LGBTQ Conference on Aging
Social Issues of the Year
According to the votes, 2017 was all about LGBTQ visibility in the periphery. 44.5% of the readers voted for it. Religious issues and LGBT, which was the theme of this year’s gay pride parade in Jerusalem and continued to occupy us throughout the year, was chosen by 22.6% of the readers, while the mass funding for surrogacy was chosen by about 12%.
Surprise of the Year
The Israeli readers voted for the LGBTQ army that fights against ISIS as the surprising story of the year, with 36% of the votes. A change in the policy of blood donations by MDA surprised 24% of the readers, and President Rivlin’s visit to the gay center surprised 23%.
Most Irritating Stories of the Year
Protesting the state’s opposition to same-sex adoption
The adoption controversy was voted as the most upsetting story of the year.

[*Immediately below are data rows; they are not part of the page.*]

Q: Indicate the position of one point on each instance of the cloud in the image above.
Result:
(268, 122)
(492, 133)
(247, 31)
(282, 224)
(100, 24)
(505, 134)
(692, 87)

The issue began as a result of the state’s opposition to adoption of children by LGBT couples, on the grounds that single-sex families are “abnormal” and are likely to “overload extra baggage on the child.” The state’s position led to a protest that culminated in the large demonstration of the LGBTQ community in front of the Interior Ministry offices in Tel Aviv, which eventually convinced the state to retract its statements.
23% of the readers were annoyed by the attitude of the state toward same sex mothers, and 10% were upset by orthodox rabbis’ in the community, two issues that will probably continue to upset the community in 2018 as well.
In the international arena, 31% of the readers chose the ban on transgender people to enlist in the US Army as the most outrageous story of the year. US President Donald Trump announced the ban on his personal Twitter account: “The United States Government will not accept or allow Transgender individuals to serve in any capacity in the U.S. Military. Our military must be focused on decisive and overwhelming victory and cannot be burdened with the tremendous medical costs and disruption that transgenders in the military would entail.”
19.5% of the readers were outraged by another White House behavior – the disregard of pride month, while 17.5% voted for the pride parade in Istanbul being shut down by the police as the most outrageous story.
The LGBT persecution in Chechnya was not put to a vote, because in the editors’ opinion there’s nothing worse than the loss of human life. 100% of the readers agreed.
The Happiest Stories of 2017
Marriage Equality in Australia, Slovenia, Germany, Finland, Malta and Taiwan was chosen by the Israeli readers as the happiest news story of the year with 38% of the votes. For 21.5% of the readers the best news of the year was the approval of PreP in Israel. Bisexuality as the theme of 2017 gay pride events was chosen by 17% of the readers as the best news.
Awkward Story of 2017
The 2017 crackdown undoubtedly belongs to Studio C, which published the transphobic ad and caused controversy, voted by 39% of the Israeli readers as awkward story of the year.
Alice Widel, a lesbian who rejects same-sex marriage and was placed at the head of the right-wing party in Germany, came in second with 20% of the votes, and the Pride Week’s clash of the parties, Shirazi vs. Ofer Nissim’s parties, was voted by 16% as the most awkward of the year.